A move 20 years in the making, British watchmaker Bremont has announced its first fully and credibly “made-in-England” movement. Not just a milestone for the brand, the release marks a welcomed return to the manufacturing world for a country that was once considered the epicentre of horology. So what’s behind the move and why should you care?
From the outside, the new Bremont Longitude LE Collection looks surprisingly unremarkable. Sure, the three 40mm watches are undeniably stylish and presumably well-made, but that’s not out of the ordinary for Bremont, in fact, it’s what we’ve come to expect from the UK-based business. The automatic movements offer a few complications, such as a power reserve indicator (65 hours) and a digital date display. But peering beneath the surface, Bremont’s new collection suggests there is more to be found.
Turn it over to gaze through the caseback and the architecture of the Bremont ENG376 can really be appreciated. The 22 jewelled movement features a silicon escapement, a custom balance bridge, which supports the balance wheel assembly.
Nick English, Bremont co-founder said that from 2022, the new ENG300 series will be certified to a chronometer standard in-house with the new Bremont H1 Timing Standard, which he claims is directly comparable to the ISO3159:2009 Chronometer test.
“It has been a huge undertaking, but we have fulfilled a critical part of our early vision when we started Bremont in 2002. Very few watch companies around the world manufacture their own movement components and do their own T0 assembly,” English said. “The ENG300 movement is designed for production line assembly and will offer a very high specification for the price point. To be able to manufacture a movement that we own in the UK is a wonderful thing for Bremont and British watchmaking.”

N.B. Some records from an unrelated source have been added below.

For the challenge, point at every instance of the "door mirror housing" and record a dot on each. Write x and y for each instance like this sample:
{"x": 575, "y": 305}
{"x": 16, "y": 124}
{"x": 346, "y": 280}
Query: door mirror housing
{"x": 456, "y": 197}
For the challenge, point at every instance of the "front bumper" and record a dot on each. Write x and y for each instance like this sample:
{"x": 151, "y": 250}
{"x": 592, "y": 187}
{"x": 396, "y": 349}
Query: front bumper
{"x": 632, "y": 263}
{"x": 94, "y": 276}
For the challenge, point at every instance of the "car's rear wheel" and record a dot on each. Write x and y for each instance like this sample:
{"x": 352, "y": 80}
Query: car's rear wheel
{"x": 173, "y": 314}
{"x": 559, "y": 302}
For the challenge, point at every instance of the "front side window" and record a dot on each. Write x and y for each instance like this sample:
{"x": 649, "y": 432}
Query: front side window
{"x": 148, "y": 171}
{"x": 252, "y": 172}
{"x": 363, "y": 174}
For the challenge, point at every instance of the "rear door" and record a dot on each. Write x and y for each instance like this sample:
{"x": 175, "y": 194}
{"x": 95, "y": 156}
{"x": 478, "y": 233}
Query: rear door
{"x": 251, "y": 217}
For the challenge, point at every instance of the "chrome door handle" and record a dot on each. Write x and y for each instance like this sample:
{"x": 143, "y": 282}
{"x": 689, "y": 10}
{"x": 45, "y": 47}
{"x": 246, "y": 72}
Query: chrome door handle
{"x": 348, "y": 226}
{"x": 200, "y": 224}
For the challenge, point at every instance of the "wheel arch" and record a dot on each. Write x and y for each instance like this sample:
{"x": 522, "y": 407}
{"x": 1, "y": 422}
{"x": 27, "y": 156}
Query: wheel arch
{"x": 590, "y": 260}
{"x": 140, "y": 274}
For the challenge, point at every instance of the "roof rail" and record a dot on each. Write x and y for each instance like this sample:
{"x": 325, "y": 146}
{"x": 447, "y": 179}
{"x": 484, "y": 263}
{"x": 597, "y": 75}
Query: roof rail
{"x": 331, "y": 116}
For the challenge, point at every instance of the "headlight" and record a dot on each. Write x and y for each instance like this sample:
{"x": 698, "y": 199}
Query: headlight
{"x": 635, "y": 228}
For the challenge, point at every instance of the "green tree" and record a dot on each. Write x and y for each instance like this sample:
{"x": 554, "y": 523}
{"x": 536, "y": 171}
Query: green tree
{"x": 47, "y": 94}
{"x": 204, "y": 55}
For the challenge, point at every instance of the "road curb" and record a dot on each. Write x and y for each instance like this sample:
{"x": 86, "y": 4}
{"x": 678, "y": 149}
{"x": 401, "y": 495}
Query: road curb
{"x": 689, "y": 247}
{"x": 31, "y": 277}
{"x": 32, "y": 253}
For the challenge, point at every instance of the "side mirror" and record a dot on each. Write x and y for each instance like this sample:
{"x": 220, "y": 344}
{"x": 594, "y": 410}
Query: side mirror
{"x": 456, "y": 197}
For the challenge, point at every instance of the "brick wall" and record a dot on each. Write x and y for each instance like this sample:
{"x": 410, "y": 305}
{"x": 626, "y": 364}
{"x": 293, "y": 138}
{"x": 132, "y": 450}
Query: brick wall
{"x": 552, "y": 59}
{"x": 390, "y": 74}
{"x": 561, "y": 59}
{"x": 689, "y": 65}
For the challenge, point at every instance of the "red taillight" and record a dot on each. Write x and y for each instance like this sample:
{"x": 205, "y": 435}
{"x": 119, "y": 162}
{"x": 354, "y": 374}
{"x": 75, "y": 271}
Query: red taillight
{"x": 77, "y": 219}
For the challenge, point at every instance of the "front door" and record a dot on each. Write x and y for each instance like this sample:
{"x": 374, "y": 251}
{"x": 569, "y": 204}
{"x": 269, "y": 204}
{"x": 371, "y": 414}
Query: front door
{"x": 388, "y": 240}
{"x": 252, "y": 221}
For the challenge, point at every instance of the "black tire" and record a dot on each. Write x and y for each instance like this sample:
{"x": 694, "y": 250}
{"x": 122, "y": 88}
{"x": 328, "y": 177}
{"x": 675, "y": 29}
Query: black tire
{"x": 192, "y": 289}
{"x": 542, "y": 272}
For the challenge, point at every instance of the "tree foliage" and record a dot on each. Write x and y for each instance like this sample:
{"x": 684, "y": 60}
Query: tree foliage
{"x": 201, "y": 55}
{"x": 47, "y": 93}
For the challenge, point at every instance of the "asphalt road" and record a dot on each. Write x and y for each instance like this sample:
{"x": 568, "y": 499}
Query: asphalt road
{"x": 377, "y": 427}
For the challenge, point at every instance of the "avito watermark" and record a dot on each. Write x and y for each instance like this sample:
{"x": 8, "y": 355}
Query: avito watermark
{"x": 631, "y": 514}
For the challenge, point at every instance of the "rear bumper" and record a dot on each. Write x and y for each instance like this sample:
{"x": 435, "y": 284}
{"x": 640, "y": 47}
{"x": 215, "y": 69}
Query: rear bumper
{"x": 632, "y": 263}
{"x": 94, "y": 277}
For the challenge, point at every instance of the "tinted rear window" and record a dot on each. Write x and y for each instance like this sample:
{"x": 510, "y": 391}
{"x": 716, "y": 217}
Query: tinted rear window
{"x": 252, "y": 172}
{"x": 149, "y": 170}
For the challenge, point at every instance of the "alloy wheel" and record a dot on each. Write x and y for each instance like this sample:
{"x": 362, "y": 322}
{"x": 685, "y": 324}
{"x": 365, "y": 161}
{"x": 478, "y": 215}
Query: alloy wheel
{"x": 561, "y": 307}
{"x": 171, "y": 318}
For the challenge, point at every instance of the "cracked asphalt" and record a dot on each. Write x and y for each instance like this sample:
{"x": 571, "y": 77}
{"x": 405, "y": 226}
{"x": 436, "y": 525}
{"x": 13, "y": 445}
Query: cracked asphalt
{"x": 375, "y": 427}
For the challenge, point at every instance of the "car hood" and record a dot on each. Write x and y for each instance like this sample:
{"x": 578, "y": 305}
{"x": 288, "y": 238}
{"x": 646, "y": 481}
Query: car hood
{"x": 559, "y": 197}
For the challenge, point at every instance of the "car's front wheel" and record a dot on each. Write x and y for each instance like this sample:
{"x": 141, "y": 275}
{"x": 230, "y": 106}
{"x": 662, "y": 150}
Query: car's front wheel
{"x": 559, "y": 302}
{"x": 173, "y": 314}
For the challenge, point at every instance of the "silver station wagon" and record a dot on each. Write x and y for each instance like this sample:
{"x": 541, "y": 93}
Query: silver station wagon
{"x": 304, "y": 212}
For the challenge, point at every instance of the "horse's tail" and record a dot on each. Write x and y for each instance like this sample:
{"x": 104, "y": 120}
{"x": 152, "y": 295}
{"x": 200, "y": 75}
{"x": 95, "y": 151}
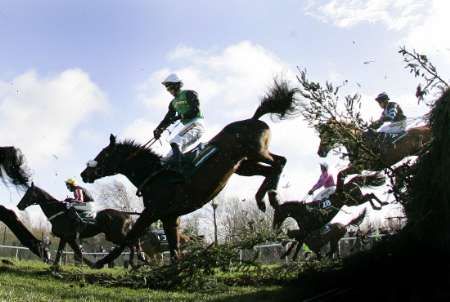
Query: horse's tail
{"x": 371, "y": 180}
{"x": 279, "y": 101}
{"x": 12, "y": 163}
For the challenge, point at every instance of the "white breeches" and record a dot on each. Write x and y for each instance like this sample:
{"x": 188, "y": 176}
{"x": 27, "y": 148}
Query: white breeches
{"x": 188, "y": 135}
{"x": 325, "y": 193}
{"x": 394, "y": 127}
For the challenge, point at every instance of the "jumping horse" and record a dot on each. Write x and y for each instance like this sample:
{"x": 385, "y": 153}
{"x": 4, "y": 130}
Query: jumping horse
{"x": 242, "y": 147}
{"x": 368, "y": 152}
{"x": 113, "y": 223}
{"x": 311, "y": 219}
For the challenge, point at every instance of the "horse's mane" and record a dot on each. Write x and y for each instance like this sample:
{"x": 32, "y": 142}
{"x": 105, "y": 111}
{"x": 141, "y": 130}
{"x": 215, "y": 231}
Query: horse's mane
{"x": 130, "y": 147}
{"x": 291, "y": 205}
{"x": 47, "y": 195}
{"x": 12, "y": 165}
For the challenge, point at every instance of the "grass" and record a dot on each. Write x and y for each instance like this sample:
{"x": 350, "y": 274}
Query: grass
{"x": 33, "y": 281}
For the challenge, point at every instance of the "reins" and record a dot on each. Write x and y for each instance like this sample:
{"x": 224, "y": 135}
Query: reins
{"x": 148, "y": 144}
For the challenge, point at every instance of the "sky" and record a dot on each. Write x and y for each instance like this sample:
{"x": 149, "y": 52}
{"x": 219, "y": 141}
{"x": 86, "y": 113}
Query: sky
{"x": 72, "y": 72}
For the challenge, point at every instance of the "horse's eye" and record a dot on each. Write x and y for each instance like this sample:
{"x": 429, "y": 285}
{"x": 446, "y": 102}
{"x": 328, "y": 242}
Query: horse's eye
{"x": 92, "y": 163}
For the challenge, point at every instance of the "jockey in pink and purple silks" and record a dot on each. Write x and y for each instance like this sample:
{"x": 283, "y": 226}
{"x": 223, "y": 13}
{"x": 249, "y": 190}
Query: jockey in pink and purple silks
{"x": 326, "y": 181}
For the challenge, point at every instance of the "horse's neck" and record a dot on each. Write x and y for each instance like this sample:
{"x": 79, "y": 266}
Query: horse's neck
{"x": 295, "y": 211}
{"x": 49, "y": 205}
{"x": 137, "y": 171}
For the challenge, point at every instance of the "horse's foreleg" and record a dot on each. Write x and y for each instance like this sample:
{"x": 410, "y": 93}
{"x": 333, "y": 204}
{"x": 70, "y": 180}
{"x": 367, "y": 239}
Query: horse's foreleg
{"x": 251, "y": 168}
{"x": 78, "y": 254}
{"x": 145, "y": 219}
{"x": 62, "y": 244}
{"x": 289, "y": 250}
{"x": 132, "y": 249}
{"x": 170, "y": 226}
{"x": 371, "y": 197}
{"x": 297, "y": 250}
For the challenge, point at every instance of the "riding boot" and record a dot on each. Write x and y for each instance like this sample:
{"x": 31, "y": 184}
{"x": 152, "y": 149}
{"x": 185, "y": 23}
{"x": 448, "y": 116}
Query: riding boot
{"x": 175, "y": 159}
{"x": 176, "y": 153}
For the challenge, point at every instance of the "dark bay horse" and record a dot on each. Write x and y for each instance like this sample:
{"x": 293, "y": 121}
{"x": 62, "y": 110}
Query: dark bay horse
{"x": 242, "y": 147}
{"x": 114, "y": 224}
{"x": 12, "y": 166}
{"x": 311, "y": 219}
{"x": 364, "y": 151}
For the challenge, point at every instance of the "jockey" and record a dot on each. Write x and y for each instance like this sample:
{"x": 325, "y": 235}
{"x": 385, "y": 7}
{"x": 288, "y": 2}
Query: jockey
{"x": 391, "y": 113}
{"x": 78, "y": 207}
{"x": 185, "y": 107}
{"x": 80, "y": 194}
{"x": 326, "y": 181}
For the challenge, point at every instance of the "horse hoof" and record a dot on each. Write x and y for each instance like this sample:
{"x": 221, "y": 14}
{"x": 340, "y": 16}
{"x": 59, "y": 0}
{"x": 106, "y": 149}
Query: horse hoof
{"x": 262, "y": 206}
{"x": 98, "y": 265}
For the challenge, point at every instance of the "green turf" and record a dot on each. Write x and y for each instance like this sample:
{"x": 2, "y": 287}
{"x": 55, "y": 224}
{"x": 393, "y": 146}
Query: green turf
{"x": 33, "y": 281}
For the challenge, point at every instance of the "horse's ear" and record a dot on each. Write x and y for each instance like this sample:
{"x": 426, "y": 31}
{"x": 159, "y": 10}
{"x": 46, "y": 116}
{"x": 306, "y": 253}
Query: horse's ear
{"x": 112, "y": 139}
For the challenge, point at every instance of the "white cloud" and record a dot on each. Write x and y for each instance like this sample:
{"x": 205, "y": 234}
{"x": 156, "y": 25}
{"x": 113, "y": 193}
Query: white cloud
{"x": 395, "y": 14}
{"x": 230, "y": 83}
{"x": 39, "y": 114}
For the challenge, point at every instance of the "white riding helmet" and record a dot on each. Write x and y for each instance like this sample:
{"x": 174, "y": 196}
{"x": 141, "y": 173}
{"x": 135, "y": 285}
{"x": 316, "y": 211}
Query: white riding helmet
{"x": 171, "y": 79}
{"x": 325, "y": 165}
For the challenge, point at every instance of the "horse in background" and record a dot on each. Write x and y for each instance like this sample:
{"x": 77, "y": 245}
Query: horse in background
{"x": 113, "y": 223}
{"x": 313, "y": 218}
{"x": 366, "y": 152}
{"x": 13, "y": 168}
{"x": 242, "y": 147}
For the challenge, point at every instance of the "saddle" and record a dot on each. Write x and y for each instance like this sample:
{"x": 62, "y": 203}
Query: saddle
{"x": 191, "y": 160}
{"x": 379, "y": 141}
{"x": 180, "y": 171}
{"x": 81, "y": 213}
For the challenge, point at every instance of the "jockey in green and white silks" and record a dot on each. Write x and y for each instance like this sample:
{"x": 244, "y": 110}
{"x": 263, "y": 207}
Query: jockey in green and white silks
{"x": 185, "y": 107}
{"x": 392, "y": 113}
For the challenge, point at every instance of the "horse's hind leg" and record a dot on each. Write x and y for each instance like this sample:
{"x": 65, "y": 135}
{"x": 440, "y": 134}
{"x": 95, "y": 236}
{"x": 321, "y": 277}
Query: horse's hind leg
{"x": 271, "y": 172}
{"x": 170, "y": 226}
{"x": 62, "y": 244}
{"x": 251, "y": 168}
{"x": 78, "y": 254}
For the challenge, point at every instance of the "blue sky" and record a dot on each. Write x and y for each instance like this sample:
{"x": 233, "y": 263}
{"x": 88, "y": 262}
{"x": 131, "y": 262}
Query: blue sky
{"x": 71, "y": 72}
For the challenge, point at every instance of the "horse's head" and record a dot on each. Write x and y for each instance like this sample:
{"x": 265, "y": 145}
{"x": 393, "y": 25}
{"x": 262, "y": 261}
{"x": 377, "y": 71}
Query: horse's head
{"x": 106, "y": 163}
{"x": 119, "y": 158}
{"x": 29, "y": 198}
{"x": 13, "y": 163}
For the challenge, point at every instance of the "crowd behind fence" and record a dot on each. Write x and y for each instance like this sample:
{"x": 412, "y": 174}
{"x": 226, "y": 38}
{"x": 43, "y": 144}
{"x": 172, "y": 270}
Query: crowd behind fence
{"x": 266, "y": 253}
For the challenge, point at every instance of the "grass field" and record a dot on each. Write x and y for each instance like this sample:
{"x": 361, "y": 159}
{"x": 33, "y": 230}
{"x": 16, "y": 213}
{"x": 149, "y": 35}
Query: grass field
{"x": 33, "y": 281}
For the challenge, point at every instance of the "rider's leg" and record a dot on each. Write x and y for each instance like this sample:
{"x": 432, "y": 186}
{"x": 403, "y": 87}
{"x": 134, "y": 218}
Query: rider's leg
{"x": 190, "y": 134}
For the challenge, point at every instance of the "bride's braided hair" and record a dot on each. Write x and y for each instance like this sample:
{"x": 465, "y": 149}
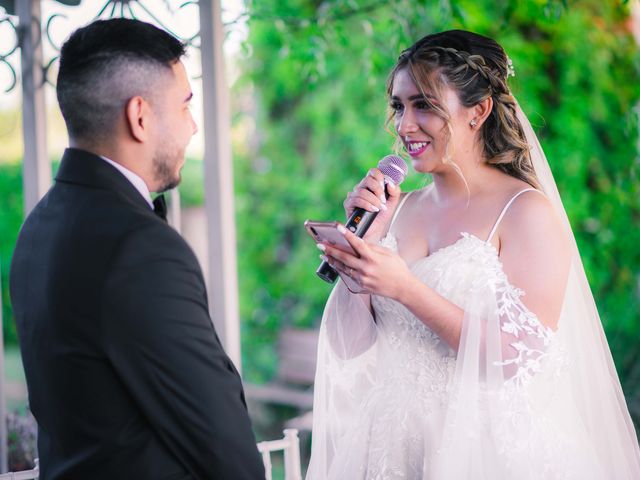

For the industry at large, the Bremont Made in England movement is the fulfilment of a promise. Since the very beginning, the business has held the lofty goal of resurrecting English watchmaking, namely that of , John Harrison’s marine chronometer. As Gear Patrol rightly points out, Bremont partnered with the Royal Observatory, “going so far as to melt down brass that marks the exact meridian line and incorporate it into the watches’ case backs”. The new dials feature a red line as a nod to the connection and the red, circular power reserve indicator refers to the ball on top of the observatory that drops on the hour and to which sailors would set their watches.
The first to house the ENG376 movement, the new Bremont Longitude LE Collection sees a very exclusive run of 150 stainless steel pieces priced at AUD$27,995, with 75 rose gold watches at AUD$39,494 and 75 white models valued at AUD$41,495 available. It’s a small price to pay for a piece of British manufacturing history.